Over the nearly 10 years that we have worked with the Liferay platform, we have had ample opportunity to hone our understanding of how Liferay interacts with the Java virtual machine (JVM), and how to optimally tune the JVM performance for Liferay as a Java application.
Increase JVM Heap Sizing
Out of the box, the Liferay DXP bundle ships with a set of JVM parameters that are well-geared towards development and experimental usage scenarios, but which are not optimal for testing, staging, and production-type environments. One of the first modifications that a well-tuned Liferay environment needs is a change to the default JVM heap sizing. XTIVIA has found that a good starting point for a Liferay implementation in a shared environment is to set the heap size statically at 3 gigabytes, with approximately half of that space used for the young generation, and a 768 megabyte permanent generation. This allows sufficient heap space to allow in-memory caches to operate well, while keeping garbage collection stop-the-world events down to a minimal duration.

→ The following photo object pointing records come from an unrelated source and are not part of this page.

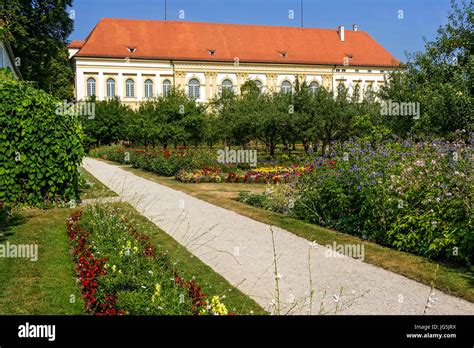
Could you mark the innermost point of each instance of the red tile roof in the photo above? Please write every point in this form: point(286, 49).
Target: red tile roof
point(153, 39)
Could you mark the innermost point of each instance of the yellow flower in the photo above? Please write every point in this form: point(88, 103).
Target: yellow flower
point(217, 307)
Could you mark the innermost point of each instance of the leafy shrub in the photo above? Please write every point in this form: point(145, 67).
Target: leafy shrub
point(40, 148)
point(166, 162)
point(121, 272)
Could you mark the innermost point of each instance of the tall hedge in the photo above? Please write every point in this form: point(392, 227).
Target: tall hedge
point(40, 148)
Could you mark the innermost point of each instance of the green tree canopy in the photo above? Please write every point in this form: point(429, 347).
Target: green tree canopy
point(37, 31)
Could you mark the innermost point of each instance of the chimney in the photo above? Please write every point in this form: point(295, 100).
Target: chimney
point(341, 33)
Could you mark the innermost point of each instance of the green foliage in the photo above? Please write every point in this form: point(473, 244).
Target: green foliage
point(440, 79)
point(109, 125)
point(414, 196)
point(37, 31)
point(40, 148)
point(166, 162)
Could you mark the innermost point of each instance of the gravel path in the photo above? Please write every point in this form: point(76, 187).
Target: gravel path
point(241, 250)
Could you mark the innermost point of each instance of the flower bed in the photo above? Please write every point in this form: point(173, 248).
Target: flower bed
point(120, 272)
point(413, 196)
point(166, 162)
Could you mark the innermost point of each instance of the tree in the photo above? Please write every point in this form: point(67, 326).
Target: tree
point(37, 32)
point(109, 123)
point(439, 79)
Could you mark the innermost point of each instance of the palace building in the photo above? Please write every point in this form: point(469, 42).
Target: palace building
point(140, 59)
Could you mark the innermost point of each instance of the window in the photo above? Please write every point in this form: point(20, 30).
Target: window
point(148, 88)
point(110, 87)
point(227, 85)
point(193, 88)
point(357, 92)
point(286, 87)
point(340, 88)
point(90, 87)
point(313, 86)
point(129, 88)
point(166, 87)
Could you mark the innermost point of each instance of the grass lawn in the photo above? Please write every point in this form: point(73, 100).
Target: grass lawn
point(48, 285)
point(450, 279)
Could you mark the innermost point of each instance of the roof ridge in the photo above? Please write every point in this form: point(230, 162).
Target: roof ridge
point(227, 24)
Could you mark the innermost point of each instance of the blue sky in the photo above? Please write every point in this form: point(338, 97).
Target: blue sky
point(421, 18)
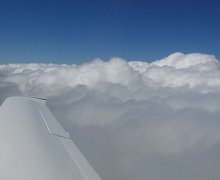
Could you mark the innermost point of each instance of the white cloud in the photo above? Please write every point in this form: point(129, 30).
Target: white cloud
point(133, 120)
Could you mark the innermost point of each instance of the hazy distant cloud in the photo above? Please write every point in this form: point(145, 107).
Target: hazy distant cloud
point(133, 120)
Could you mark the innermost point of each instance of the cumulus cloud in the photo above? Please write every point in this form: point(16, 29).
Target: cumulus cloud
point(133, 120)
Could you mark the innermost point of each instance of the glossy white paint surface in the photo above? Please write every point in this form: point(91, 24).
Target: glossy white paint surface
point(35, 147)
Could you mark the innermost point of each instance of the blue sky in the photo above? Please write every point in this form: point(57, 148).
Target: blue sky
point(78, 31)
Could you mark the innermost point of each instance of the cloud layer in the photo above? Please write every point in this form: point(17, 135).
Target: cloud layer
point(133, 120)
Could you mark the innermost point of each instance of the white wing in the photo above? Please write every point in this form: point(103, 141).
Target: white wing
point(34, 146)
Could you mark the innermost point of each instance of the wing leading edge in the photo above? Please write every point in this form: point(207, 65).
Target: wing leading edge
point(34, 145)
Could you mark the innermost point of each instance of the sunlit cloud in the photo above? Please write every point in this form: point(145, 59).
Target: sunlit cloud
point(133, 120)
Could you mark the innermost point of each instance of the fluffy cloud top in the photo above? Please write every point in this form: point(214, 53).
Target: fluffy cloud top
point(133, 120)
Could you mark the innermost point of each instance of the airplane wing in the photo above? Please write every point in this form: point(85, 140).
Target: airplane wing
point(34, 146)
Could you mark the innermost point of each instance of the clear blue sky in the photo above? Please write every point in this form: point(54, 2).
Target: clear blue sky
point(65, 31)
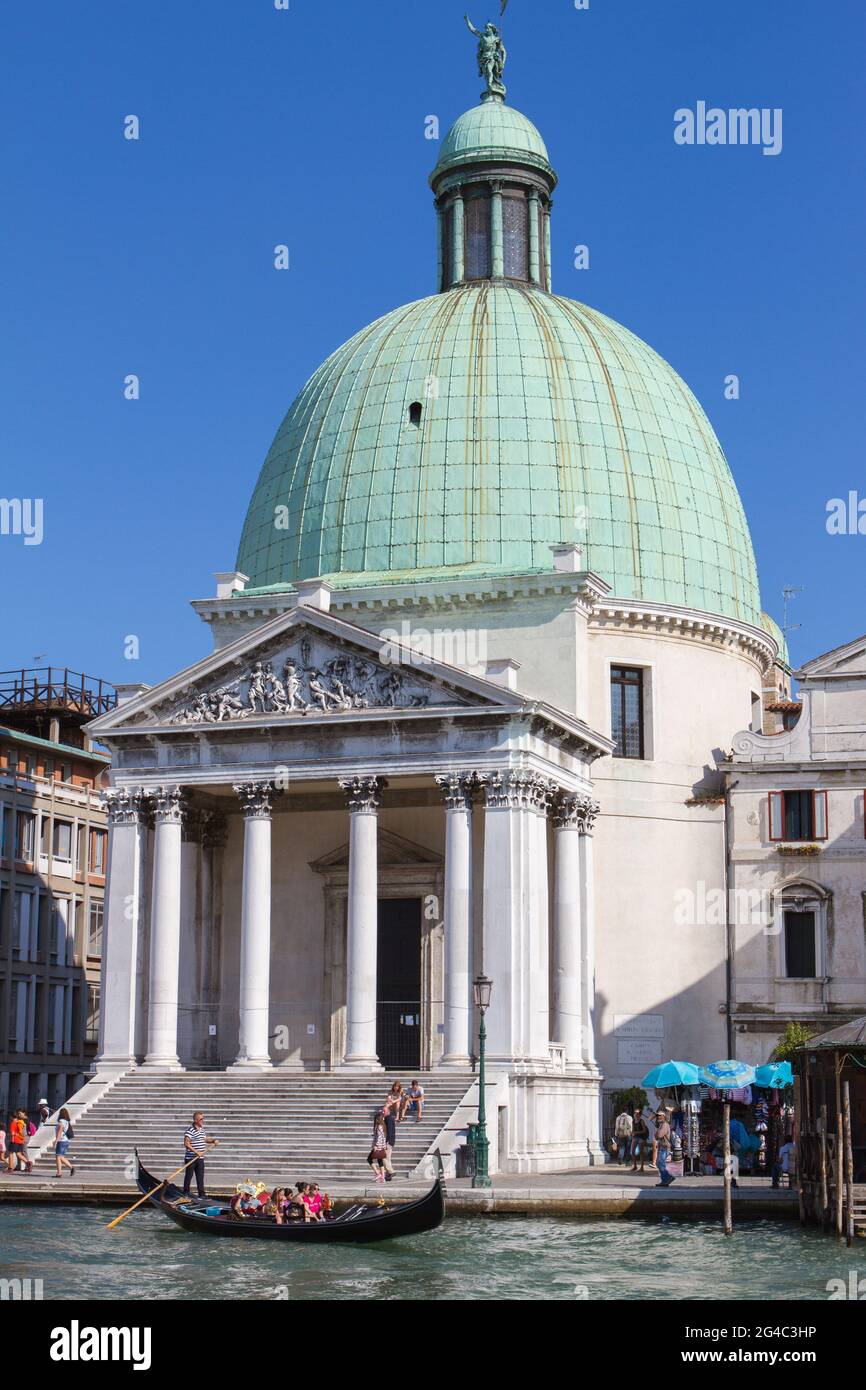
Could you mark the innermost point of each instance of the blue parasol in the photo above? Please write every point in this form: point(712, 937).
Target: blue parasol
point(774, 1075)
point(672, 1073)
point(729, 1075)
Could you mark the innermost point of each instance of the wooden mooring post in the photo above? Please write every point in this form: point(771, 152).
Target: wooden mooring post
point(726, 1150)
point(823, 1161)
point(840, 1173)
point(848, 1164)
point(798, 1141)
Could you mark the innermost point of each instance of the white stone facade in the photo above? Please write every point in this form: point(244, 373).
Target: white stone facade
point(476, 791)
point(798, 859)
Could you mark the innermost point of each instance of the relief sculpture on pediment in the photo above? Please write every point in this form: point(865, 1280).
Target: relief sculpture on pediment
point(313, 679)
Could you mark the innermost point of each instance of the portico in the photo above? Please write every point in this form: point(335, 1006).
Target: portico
point(250, 847)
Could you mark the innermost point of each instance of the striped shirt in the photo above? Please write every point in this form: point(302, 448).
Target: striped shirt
point(196, 1134)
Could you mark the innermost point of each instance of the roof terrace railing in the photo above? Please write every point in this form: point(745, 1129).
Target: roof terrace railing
point(54, 690)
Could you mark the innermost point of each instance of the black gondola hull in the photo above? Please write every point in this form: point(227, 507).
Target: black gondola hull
point(373, 1223)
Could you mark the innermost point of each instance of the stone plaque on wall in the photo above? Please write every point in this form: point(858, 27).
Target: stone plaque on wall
point(638, 1050)
point(638, 1025)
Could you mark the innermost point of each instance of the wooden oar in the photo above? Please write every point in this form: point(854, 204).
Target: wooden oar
point(148, 1196)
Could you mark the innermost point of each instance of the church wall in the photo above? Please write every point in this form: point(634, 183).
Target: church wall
point(660, 905)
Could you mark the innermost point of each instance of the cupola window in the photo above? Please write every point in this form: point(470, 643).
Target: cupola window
point(516, 236)
point(478, 238)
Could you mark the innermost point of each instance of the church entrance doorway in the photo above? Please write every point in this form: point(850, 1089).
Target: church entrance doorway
point(398, 1011)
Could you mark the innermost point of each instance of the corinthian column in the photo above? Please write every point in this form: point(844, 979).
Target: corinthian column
point(496, 235)
point(253, 1051)
point(458, 792)
point(567, 938)
point(362, 923)
point(164, 930)
point(516, 919)
point(588, 811)
point(124, 895)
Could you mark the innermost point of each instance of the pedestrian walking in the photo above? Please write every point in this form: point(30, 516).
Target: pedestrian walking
point(196, 1141)
point(623, 1127)
point(63, 1137)
point(640, 1139)
point(377, 1157)
point(18, 1136)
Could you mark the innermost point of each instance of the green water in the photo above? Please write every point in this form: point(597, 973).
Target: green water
point(502, 1257)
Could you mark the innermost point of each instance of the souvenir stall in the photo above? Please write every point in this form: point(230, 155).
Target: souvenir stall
point(762, 1114)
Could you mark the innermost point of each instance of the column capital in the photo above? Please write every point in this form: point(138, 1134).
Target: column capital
point(168, 805)
point(363, 792)
point(214, 830)
point(256, 799)
point(125, 806)
point(517, 791)
point(192, 824)
point(458, 790)
point(574, 811)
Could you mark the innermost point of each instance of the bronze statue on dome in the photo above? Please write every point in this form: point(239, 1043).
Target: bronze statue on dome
point(491, 56)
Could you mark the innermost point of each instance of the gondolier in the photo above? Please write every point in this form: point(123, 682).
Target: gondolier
point(196, 1141)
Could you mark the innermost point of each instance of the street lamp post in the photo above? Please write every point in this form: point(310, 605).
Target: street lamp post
point(481, 994)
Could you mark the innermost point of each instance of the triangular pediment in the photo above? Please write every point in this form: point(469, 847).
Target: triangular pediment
point(841, 662)
point(305, 665)
point(392, 852)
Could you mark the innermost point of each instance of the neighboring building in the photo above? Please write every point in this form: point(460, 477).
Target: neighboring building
point(798, 859)
point(495, 573)
point(53, 849)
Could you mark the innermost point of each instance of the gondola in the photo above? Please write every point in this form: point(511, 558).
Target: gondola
point(359, 1225)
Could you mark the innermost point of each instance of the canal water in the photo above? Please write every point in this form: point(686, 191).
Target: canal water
point(469, 1257)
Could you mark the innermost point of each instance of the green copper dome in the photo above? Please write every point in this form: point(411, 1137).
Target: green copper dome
point(469, 431)
point(492, 131)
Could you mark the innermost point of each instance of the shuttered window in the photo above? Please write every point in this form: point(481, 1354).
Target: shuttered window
point(627, 710)
point(798, 815)
point(799, 945)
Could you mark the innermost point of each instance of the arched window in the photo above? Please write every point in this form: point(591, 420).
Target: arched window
point(516, 236)
point(477, 236)
point(801, 916)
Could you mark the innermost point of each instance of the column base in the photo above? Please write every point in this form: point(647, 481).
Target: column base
point(460, 1062)
point(360, 1064)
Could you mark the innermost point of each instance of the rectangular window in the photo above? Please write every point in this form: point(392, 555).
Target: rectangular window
point(61, 840)
point(627, 710)
point(95, 927)
point(477, 232)
point(799, 945)
point(448, 249)
point(25, 836)
point(92, 1020)
point(97, 851)
point(798, 815)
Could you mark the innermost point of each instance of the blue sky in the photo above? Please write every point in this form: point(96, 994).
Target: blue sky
point(306, 127)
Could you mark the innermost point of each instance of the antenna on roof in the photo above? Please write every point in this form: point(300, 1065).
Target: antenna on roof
point(790, 592)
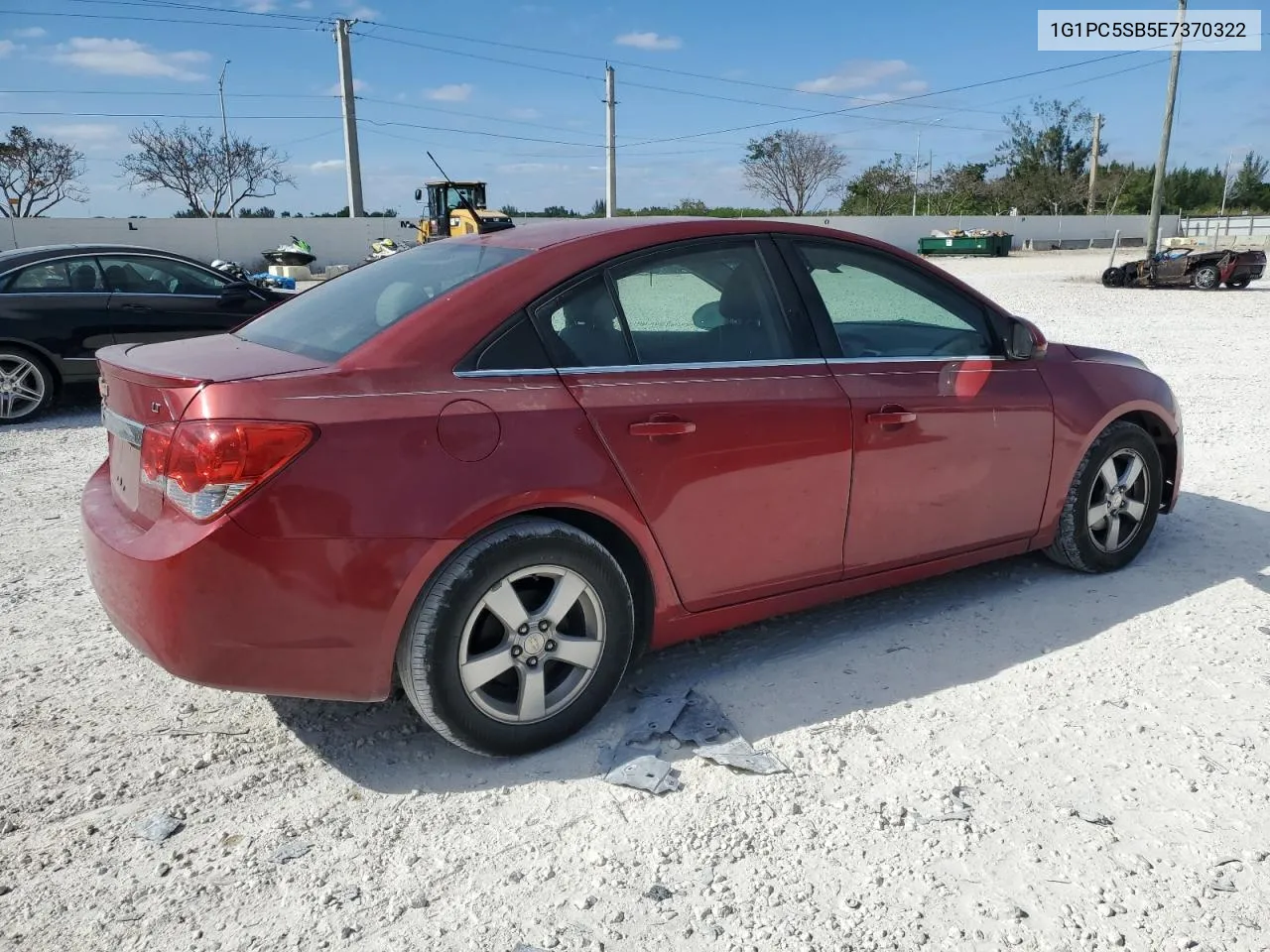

To implement this, add or replace the following to the CATALINA_OPTS
variable in ${liferay.home}/tomcat-8.0.32/bin/setenv.sh
(or ${liferay.home}/tomcat-8.0.32/bin/setenv.bat
for a Microsoft Windows environment):
-Xmx3G -Xms3g -XX:NewSize=1536m -XX:MaxNewSize=1536m -XX:MaxPermSize=768m -XX:PermSize=768m
Enable G1GC
Our experience with Liferay has been that garbage collection optimization is a critical part of a well-tuned environment; historically, this has required the use of the concurrent-mark-sweep garbage collection policy, with all of its reliance on fine-tuning to optimize performance. Luckily for us, Liferay DXP version 7.0 has made Java 7 a baseline requirement, which allows us to leverage the far superior G1GC policy developed by Oracle to guarantee superlative performance with a minimum of tuning overhead. At this point, XTIVIA recommends that all of our Liferay implementations leverage the G1GC garbage collection policy; to enable it, add the following to the same CATALINA_OPTS definition in the setenv.sh (or setenv.bat) file referenced above.
-XX:+UseG1GC
If you are using an environment configured with Java 8 (rather than Java 7), add the following to the above statement to leverage String deduplication:
-XX:+UseStringDeduplication
Note that if you enable G1GC, the following JVM settings included above are no longer necessary.
-XX:NewSize=1536m
-XX:MaxNewSize=1536m
-XX:MaxPermSize=768m
-XX:PermSize=768m
One other change that XTIVIA does recommend is enabling JVM garbage collection logging for all installations; details on this will be included in a later blog post.